As the curtain falls on Moshe Leiser and Patrice Caurier’s Madama Butterfly, the Royal Opera House swaps tragedy for comedy with the second revival of the same directors’ 2005 production of Il turco in Italia.
Rossini’s thirteenth opera of 1814 is a comedy of errors involving a series of love triangles between various Turkish and Italian characters. The added twist is that many of these ‘errors’ are deliberately engineered by the poet Prosdocimo as he searches for material for his play.
Set in Naples, it sees Zaida lament the loss of her fiancé, the Turkish prince Selim, only to discover that he has actually come to Italy. Meanwhile the middle-aged Don Geronio is having trouble with his younger wife Fiorilla who readily proclaims that she is entirely fickle with her affections. Needless to say, when Fiorilla and Selim subsequently meet and get together it is to the consternation of Zaida, Don Geronio and her former lover, Don Narciso. Prosdocimo sets about manipulating events to generate operatic material, but just when things start to spiral a little too much out of control, he succeeds in bringing everything to a happy conclusion that also carries a moral message.

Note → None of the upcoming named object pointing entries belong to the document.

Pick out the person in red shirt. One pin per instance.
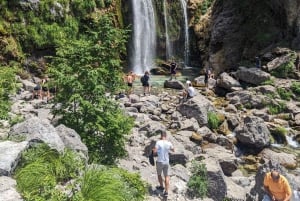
(277, 187)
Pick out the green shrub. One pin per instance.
(296, 88)
(284, 94)
(111, 184)
(213, 120)
(269, 82)
(198, 181)
(284, 71)
(42, 168)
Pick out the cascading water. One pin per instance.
(144, 36)
(186, 34)
(169, 52)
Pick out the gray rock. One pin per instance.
(227, 82)
(275, 63)
(253, 133)
(217, 188)
(173, 84)
(252, 75)
(189, 124)
(196, 107)
(10, 154)
(71, 139)
(153, 128)
(258, 191)
(284, 159)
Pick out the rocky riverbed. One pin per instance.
(237, 153)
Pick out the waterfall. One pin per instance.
(169, 52)
(144, 36)
(186, 33)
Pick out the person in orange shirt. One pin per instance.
(277, 187)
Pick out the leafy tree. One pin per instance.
(86, 71)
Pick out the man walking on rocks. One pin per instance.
(162, 148)
(277, 187)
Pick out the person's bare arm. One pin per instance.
(288, 197)
(154, 150)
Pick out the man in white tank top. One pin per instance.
(162, 148)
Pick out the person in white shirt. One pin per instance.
(162, 148)
(188, 82)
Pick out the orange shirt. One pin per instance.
(279, 189)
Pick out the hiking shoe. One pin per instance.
(160, 188)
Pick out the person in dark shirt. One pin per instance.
(173, 67)
(145, 83)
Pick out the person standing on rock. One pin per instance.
(277, 187)
(173, 70)
(129, 80)
(145, 82)
(162, 148)
(297, 63)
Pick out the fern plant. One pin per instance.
(198, 181)
(213, 120)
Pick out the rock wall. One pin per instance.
(234, 31)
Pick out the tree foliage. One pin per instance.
(86, 71)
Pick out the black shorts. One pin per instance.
(146, 84)
(37, 88)
(45, 88)
(52, 90)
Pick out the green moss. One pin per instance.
(276, 108)
(279, 134)
(284, 94)
(213, 120)
(284, 71)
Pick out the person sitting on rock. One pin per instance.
(277, 187)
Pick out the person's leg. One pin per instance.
(167, 178)
(266, 198)
(149, 89)
(159, 169)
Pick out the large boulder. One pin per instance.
(217, 188)
(227, 82)
(173, 84)
(277, 62)
(71, 139)
(284, 159)
(196, 107)
(252, 75)
(36, 129)
(257, 192)
(253, 133)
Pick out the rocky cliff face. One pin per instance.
(233, 31)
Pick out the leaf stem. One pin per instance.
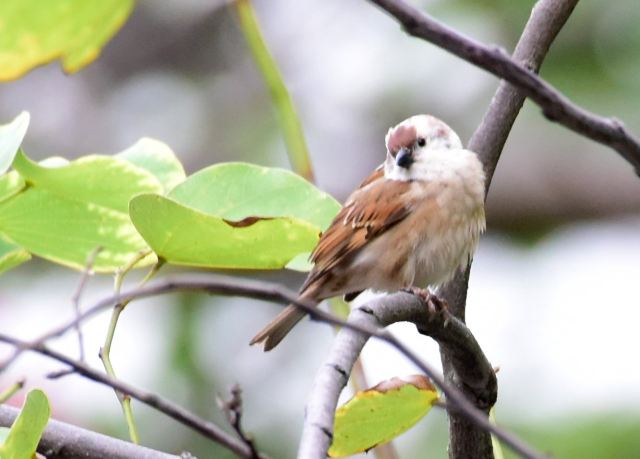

It is fairly common today to set operas in the 1950s for one predominant reason. The period is still recent enough to retain a certain air of familiarity, but also ‘historical’ enough to maintain many of the traditional values and hierarchies that the works originally played on.
In the case of Il turco this choice of decade helps to make the production colourful, and every last ounce of wit is squeezed from the scenario without the characterisation or singing ever being compromised. Every aspect is designed to heighten the exuberant effect, with the set consisting of layers of colourful interlocking rectangles that frame the drama, and luxury yachts, Vespas, bubble cars and green taxis frequently gracing the stage.

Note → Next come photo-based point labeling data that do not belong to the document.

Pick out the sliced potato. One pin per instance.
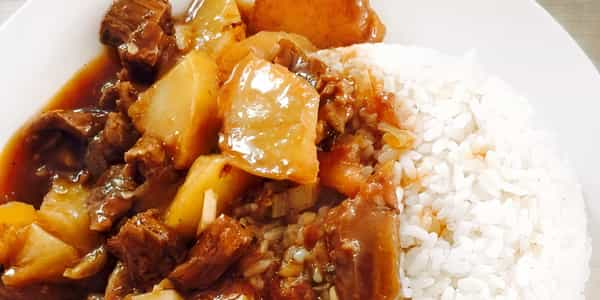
(181, 108)
(208, 24)
(327, 23)
(159, 295)
(209, 211)
(208, 172)
(11, 241)
(264, 44)
(17, 214)
(43, 257)
(14, 216)
(64, 214)
(269, 122)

Individually, the cast members are of the highest calibre and when they are put together the results are as explosive as the picture of Vesuvius that hangs above Fiorilla’s bed. At the centre stand Aleksandra Kurzak’s Fiorilla and Ildebrando D’Arcangelo’s Selim. These singers have paired up in many operas (as well as in the previous revival of Il turco) and every time they do so they create a strong chemistry entirely befitting of the relationship in question. When they played Susanna and Figaro in Le nozze di Figaro at Covent Garden in 2008 and 2012 they gave the impression of a couple who knew each other inside out, and were always ready to stand up to, or conversely rescue, each other.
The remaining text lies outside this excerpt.